During my time converting PeopleSoft data to Oracle EBS, I remember being asked to create a spreadsheet output using Penataho for the dataload of customers with a number of tabs including:
- Customer Info
- Customer Addresses
This request came from the “off-shore” resource we had on-shore from India at the time. An EBS “expert” … or so we were told.
I was informed in quite a lot of detail which columns they wanted and some simple transformations/edits they needed performed on the data. The interesting thing about the Customer Addresses data they asked for was that there was no indication of the sequence the addresses should be in, nor how we should indicate (say) the primary address, the delivery address, the billing address etc.
I questioned this and was firmly told “just do it the way they ask for it – they know what they are doing”. I had my doubts.
But I did it.
The next day the EBS “guru” rejected my data file because it had duplicate addresses in it. When I questioned what that meant exactly, the guru said “there is more than one address for a customer”. I pointed out that the data was correct and that there were lots of customers with multiple addresses – in fact most of them had at least two. To which he claimed “in EBS a customer can only have one address”.

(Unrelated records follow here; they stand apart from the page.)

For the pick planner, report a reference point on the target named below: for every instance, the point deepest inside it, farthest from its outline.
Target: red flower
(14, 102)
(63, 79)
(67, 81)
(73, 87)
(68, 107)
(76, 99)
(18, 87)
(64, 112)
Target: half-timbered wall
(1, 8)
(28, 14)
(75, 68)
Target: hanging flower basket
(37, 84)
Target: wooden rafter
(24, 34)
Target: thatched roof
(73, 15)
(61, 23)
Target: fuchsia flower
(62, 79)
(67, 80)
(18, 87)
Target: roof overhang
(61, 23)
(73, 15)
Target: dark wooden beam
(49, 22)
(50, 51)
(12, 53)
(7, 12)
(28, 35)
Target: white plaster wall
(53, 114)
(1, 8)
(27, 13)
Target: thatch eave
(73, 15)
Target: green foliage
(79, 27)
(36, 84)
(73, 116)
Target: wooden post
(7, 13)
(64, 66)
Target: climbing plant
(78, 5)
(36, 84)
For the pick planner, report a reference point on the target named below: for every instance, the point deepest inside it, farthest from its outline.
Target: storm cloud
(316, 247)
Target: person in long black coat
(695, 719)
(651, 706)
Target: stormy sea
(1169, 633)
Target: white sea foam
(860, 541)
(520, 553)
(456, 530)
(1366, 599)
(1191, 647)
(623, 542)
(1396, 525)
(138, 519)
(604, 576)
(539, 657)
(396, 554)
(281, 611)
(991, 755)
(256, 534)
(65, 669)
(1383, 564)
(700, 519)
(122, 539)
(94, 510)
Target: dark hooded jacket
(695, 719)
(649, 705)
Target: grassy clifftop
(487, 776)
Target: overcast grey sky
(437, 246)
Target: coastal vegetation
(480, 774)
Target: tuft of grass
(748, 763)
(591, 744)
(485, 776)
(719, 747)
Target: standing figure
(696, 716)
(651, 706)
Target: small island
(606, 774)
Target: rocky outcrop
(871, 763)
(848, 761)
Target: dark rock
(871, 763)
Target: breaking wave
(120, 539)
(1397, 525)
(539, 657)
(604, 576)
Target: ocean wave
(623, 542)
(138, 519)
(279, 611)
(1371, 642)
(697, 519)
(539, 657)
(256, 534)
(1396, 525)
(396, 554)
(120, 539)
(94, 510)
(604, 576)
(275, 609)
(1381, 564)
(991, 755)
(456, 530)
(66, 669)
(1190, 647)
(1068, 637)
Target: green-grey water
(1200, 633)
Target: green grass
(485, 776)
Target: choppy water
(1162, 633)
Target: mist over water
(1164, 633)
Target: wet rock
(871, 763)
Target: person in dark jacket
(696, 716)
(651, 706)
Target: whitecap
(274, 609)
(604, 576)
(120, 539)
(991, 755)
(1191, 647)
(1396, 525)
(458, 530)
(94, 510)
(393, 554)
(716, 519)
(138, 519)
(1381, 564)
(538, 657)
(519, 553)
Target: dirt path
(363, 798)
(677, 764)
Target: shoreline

I think my face said it all really.
I suggested something along the lines of “RTFM”.
Note: It seems that the conversion approach taken by this off-shoring company was to load the data into staging tables they had created based on the EBS standard data load tables, but with only the fields they “thought” they needed. They then wrote scripts to populate the standard load tables from their customised tables. Clueless. A car crash waiting to happen … and it surely did.